Vessels 801 and 802 were the wrong type of ships and weren’t wanted by CalMac let alone the communities they’re to serve. Dual-fuel LNG/marine diesel was an absurd choice in a ship of this size. But CMAL insisted and design problems plagued the ships ever after.
The Scottish Government then compounded matters by insisting the work be given to Ferguson’s before the terms of the contract were agreed.
A cursory check of timelines shows truncated decision-making to allow for a fanfare announcement at Nicola Sturgeon’s first SNP conference as First Minister. That not only meant the price agreed couldn’t possibly match the work required but just what work was required remained open to interpretation and change.
CMAL’s relationship with Ferguson’s broke down as plans were chopped and changed. The government refused to draw CMAL to heel or fund additional costs that Ferguson’s required.

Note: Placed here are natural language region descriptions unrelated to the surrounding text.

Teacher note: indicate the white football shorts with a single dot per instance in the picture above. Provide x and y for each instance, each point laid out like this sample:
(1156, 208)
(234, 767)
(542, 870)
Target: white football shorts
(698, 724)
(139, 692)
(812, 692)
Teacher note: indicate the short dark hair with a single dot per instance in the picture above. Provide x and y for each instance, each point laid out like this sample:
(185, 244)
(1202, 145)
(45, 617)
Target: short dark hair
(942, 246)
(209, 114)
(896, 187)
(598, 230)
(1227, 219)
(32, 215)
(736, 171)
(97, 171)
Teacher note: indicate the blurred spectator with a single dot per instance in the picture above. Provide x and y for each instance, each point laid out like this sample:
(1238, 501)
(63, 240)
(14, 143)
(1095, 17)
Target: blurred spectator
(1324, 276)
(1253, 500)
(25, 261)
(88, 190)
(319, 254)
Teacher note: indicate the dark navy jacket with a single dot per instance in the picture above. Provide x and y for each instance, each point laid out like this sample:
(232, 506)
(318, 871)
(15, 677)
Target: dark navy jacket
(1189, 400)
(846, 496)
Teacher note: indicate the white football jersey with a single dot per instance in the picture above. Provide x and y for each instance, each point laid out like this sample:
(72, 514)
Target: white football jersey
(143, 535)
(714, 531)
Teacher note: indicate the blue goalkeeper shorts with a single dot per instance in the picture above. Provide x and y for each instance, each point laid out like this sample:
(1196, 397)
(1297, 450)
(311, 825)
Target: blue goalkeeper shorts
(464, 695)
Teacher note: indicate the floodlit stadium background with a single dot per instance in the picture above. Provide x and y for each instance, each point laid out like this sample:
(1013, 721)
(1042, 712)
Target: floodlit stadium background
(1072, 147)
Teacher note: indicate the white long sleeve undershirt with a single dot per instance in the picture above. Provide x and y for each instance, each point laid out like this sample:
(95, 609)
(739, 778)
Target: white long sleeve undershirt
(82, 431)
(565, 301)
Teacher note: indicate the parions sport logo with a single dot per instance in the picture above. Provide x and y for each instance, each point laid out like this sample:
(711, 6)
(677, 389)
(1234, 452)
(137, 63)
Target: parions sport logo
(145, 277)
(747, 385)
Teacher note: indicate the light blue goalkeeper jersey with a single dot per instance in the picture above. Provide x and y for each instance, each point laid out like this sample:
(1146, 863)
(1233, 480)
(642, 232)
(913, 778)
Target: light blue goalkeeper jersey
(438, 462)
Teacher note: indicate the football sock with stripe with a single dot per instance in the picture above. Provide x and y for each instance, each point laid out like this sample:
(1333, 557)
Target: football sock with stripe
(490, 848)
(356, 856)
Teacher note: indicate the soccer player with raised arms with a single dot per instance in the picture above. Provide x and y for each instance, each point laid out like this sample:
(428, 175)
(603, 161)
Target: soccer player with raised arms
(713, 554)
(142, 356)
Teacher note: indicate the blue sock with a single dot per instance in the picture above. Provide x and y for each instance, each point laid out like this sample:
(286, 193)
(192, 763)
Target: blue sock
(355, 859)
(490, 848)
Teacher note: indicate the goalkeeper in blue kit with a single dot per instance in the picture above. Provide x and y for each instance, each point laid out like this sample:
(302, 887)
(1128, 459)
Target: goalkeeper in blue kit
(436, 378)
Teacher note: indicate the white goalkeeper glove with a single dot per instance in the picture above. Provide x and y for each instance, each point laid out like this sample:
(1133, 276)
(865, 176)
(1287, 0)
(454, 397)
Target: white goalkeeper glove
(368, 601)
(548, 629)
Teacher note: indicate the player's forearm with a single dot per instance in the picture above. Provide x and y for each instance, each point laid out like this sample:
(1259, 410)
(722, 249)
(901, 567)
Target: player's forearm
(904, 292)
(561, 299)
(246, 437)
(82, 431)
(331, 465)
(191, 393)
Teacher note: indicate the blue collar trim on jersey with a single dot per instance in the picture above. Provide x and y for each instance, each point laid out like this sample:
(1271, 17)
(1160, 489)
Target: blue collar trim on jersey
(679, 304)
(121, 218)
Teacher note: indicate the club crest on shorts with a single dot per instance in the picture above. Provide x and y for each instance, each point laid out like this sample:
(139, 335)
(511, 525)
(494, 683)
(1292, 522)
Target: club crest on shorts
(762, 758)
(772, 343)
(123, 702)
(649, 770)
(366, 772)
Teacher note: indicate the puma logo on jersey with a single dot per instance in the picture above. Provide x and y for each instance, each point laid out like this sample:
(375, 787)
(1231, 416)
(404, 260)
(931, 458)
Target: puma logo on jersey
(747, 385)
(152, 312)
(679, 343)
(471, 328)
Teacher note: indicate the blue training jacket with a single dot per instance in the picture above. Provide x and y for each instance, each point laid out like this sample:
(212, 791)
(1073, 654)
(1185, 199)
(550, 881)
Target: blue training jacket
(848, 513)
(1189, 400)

The CMAL board threatened to resign en masse if the government intervened. And whilst that action would have doubtless been cheered to the rafters in island communities, the Scottish Government baulked at being exposed by the outgoing board for their initial instructions.
The yard then went into administration and the Scottish Government nationalised it. A turnaround director was put in at significant costs but little has changed. These are simply the wrong vessels and the plans for them are flawed. Just when they’ll sail – if they ever will – is open to question.
Now let me also say that I agree that the contracts should have gone to Ferguson’s as indeed I believe future CalMac vessels should be getting built there.
The yard has the skills and our communities, not Turkey, should be getting the work. But they have to be the right sort of ships and CMAL should be abolished with Scottish ministers taking steps to get the yard run by folk who know what they’re doing. Perhaps, come back Jim McColl!